La emperatriz rusa le escribió a Diderot unas palabras que resumen el conflicto entre intelectuales y políticos de cualquier época: “Usted solo trabaja sobre papel, que lo sufre todo; es muy liso y flexible y no opone obstáculos ni a su imaginación ni a su pluma; mientras que yo, pobre emperatriz, trabajo en la piel humana, que muy por el contrario es irritable y quisquillosa.”(3)
Familiaridad y extrañeza se combinan cuando nos asomamos a estas historias. El siglo XVIII es constitutivo de la modernidad en la que vivimos y al mismo tiempo es ajeno a ella. Si bien nuestros egos y sus estrategias son continuidades de aquél tiempo, nuestra sociedad se parece muy poco a la que habitaron los filósofos con peluca. Su mundo, por ejemplo, era pre-industrial. Voltaire murió a los ochenta y tres años en el mismo universo técnico que lo había visto nacer. A su vez, tanto él como el resto de sus compañeros y rivales murieron pocos años antes de la Revolución Francesa. Ninguno conoció el alcance y las desmesuradas consecuencias del movimiento que protagonizó. Esto hace que su mundo sea tan particular e irrepetible. Ni antes ni después es posible encontrar esa combinación de elementos. De ahí la fascinación que la época ejerce, más allá de lo que se quiera pensar sobre la Ilustración.
El libro de Badinter permite acercarse al costado humano de esa interminable saga, sin meterse con sus ideas y sus alcances. Por su exhaustividad es una obra de referencia en el tema y por el mismo motivo no es apta para un público masivo. Aunque se podría extraer una novela muy vendible si se hiciera una selección de lo más entretenido de cada tomo.
Por último, no hay que creer que el tema de las pasiones les pasara desapercibido a los autores de la época. En su Tratado de metafísica Voltaire se adelanta a Badinter al afirmar: “el amor propio y todas sus ramas son tan necesarias al hombre como la sangre que corre por sus venas”(4).

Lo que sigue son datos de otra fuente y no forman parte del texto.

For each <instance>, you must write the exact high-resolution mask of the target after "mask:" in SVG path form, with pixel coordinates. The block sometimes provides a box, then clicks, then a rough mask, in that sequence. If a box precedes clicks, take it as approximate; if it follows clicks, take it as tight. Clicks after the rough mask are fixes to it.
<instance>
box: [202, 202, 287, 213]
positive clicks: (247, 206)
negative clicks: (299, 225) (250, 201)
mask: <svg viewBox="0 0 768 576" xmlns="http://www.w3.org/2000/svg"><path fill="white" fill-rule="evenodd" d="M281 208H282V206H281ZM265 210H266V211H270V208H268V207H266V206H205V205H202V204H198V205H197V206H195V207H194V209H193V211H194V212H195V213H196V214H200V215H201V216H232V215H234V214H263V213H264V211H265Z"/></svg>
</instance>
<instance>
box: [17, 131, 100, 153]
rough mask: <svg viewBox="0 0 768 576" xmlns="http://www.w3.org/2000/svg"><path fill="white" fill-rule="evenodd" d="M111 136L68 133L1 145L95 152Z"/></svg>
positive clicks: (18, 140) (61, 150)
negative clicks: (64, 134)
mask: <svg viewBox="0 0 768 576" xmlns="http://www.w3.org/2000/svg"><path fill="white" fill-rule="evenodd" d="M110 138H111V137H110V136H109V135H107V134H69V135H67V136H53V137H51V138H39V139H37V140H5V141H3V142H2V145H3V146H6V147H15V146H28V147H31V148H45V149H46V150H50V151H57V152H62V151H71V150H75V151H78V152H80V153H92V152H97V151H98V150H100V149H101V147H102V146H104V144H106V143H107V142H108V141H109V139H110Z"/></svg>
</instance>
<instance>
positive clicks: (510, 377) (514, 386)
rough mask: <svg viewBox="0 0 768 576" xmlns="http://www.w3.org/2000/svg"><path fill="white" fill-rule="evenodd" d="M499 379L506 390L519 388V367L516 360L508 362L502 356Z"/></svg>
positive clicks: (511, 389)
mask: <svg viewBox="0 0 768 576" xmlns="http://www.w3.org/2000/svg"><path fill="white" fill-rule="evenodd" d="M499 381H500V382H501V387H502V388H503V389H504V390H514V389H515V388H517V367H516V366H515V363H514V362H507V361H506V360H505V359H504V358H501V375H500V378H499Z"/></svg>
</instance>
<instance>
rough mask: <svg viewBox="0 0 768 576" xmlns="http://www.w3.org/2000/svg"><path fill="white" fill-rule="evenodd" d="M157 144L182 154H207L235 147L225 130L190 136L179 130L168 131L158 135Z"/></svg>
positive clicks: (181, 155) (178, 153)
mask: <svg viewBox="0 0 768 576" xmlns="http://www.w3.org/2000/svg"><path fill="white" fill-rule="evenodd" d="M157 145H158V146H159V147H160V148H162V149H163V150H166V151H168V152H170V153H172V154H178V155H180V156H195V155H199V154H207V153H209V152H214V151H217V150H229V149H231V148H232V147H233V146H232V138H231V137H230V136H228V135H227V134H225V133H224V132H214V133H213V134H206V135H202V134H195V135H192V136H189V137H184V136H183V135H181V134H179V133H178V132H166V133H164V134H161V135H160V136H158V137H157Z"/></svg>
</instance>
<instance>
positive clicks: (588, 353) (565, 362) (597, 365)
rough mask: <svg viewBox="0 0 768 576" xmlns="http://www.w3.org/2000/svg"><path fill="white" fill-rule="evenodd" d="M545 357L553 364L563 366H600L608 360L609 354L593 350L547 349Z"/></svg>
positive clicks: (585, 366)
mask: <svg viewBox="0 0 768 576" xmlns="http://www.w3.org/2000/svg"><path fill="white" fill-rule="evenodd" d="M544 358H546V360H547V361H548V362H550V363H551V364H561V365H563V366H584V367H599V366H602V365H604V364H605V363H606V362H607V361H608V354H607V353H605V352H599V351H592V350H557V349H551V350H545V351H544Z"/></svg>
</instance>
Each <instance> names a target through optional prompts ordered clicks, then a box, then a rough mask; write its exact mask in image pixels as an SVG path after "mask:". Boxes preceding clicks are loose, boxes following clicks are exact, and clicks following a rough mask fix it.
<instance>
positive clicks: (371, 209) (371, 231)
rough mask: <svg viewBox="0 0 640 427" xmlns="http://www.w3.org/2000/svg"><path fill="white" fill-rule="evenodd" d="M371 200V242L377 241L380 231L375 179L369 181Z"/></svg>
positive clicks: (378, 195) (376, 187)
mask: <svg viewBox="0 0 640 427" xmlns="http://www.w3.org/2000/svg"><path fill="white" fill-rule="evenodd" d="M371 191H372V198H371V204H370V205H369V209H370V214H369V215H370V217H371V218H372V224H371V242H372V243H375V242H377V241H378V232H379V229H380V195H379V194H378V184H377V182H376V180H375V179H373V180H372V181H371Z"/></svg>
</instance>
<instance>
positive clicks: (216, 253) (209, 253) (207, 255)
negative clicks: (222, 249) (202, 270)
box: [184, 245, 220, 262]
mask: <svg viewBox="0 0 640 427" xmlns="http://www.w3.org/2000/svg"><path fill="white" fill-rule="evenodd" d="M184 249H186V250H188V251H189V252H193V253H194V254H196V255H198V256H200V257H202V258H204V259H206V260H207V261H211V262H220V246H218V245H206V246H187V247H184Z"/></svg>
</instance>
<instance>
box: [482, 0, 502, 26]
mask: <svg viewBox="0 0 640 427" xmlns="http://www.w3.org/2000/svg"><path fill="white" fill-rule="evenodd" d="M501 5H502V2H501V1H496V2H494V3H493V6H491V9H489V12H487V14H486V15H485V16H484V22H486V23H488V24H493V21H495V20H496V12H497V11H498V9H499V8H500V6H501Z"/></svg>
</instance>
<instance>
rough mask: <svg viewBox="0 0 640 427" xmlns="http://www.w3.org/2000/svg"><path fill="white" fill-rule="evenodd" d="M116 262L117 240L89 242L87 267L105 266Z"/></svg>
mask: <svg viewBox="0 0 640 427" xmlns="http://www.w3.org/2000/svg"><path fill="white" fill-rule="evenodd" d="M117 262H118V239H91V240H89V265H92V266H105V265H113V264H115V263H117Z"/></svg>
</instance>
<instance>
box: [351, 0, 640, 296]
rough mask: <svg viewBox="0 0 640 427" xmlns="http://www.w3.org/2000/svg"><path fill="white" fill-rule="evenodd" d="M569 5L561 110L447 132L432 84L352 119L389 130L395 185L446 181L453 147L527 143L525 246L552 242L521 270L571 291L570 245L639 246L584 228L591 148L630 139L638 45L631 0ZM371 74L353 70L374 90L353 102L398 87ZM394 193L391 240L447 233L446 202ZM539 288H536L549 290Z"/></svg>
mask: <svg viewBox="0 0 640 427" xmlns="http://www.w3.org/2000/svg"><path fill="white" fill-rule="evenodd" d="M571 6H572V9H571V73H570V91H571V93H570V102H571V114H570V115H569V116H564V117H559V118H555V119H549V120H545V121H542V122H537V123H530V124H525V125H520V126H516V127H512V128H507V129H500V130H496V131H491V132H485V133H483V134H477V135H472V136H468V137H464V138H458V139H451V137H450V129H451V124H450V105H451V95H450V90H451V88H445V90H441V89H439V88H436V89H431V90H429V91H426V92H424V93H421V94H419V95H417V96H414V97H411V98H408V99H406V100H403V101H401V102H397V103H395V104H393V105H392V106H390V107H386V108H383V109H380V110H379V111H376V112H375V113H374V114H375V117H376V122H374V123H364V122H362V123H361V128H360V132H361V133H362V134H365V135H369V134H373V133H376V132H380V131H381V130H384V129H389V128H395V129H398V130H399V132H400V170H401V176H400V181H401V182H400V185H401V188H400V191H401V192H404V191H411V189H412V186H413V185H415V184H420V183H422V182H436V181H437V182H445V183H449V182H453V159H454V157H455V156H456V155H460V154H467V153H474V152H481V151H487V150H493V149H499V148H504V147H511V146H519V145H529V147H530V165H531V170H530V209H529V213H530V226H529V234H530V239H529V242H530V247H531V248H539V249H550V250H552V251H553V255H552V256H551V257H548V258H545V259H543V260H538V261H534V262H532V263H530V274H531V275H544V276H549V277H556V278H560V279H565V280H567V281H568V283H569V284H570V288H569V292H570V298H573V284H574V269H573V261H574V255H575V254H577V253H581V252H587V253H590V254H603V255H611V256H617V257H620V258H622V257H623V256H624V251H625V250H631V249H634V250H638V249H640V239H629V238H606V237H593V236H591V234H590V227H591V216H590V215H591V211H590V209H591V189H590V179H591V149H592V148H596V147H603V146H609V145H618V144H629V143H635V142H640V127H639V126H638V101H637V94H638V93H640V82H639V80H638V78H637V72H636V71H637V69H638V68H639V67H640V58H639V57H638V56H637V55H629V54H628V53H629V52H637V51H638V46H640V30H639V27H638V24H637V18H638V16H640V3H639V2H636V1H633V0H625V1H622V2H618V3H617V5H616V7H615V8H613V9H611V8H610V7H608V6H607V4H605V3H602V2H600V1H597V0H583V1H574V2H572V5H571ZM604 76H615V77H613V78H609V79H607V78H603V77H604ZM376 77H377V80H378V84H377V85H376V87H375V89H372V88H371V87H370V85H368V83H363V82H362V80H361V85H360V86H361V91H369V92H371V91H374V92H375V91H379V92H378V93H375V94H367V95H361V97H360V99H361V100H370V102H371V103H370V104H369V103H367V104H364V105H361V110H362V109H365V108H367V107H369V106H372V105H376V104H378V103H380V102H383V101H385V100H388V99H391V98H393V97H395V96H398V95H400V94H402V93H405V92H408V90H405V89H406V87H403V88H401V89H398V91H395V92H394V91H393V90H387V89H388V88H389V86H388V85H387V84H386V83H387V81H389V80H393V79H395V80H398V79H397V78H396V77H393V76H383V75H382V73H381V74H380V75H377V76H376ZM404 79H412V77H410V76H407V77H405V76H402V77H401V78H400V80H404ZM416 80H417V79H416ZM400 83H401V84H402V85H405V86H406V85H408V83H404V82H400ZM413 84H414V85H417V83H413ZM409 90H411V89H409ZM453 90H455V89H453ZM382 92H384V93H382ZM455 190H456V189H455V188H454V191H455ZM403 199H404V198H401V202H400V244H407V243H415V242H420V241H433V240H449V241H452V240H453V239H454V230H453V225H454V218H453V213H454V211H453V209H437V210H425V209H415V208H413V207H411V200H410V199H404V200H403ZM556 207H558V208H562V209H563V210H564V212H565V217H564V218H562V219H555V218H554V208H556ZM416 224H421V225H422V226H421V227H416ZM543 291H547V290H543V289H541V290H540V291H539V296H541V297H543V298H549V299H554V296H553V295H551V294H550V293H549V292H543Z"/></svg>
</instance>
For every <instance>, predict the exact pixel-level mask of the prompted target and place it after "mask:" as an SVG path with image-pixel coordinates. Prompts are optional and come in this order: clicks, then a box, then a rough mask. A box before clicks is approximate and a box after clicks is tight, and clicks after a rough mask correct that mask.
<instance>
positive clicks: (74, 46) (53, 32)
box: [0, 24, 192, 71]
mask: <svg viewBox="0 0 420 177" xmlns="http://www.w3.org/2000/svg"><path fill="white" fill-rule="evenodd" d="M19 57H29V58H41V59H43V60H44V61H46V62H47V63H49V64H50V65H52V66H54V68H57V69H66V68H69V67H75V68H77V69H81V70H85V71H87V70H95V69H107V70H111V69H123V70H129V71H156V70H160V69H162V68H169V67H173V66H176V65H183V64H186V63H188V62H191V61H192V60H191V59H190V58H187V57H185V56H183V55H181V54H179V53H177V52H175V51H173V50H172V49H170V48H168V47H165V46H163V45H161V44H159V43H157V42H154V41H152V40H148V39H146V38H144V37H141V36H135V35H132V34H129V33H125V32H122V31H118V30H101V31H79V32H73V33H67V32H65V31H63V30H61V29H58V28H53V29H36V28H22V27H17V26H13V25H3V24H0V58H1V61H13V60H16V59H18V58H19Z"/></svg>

Y además explica, con la lógica mecánica y todavía no del todo secularizada de su tiempo: “Es con este resorte que Dios, llamado por Platón el eterno geómetra, y que yo llamo aquí el eterno maquinista, animó y embelleció a la naturaleza: las pasiones son las ruedas que hacen andar a todas las máquinas.”(5)
No se puede negar que, más de doscientos años después, ciegas de amor propio y rabiosas, las máquinas siguen andando.
Notas:
El artículo está hecho a partir de la edición en tres tomos de Fondo de Cultura Económica de Las pasiones intelectuales, Tomo I Deseos de Gloria (1735-1751), Tomo II Exigencia de dignidad (1751-1762), Tomo III Voluntad de poder (1762-1778), años de edición: 2007, 2009 y 2016 respectivamente.
Otros materiales:
Aquí una extensa entrevista a la autora, en francés:
https://www.lexpress.fr/culture/livre/elisabeth-badinter_801564.html
Citas:
(1)La cita está tomada de Voltaire, Editorial Gredos, 2010, P. 295, nota 2.
(2)Las pasiones intelectuales, Tomo III Voluntad de Poder Pag. 300
(3)Las pasiones intelectuales, Tomo III, Voluntad de Poder Pag. 301
(4)L’amour-propre et toutes ses branches sont aussi nécessaires à l’homme que le sang qui coule dans ses veines.
(5) C’est avec ce ressort que Dieu, appelé par Platon l’éternel géomètre, et que j’appelle ici l’éternel machiniste, a animé et embelli la nature : les passions sont les roues qui font aller toutes les machines.
La dos citas de Voltaire están tomadas de Traité de Métaphyisique, p.62 y 63, versión electrónica de la Edición de Garnier de 1879. La traducción es propia.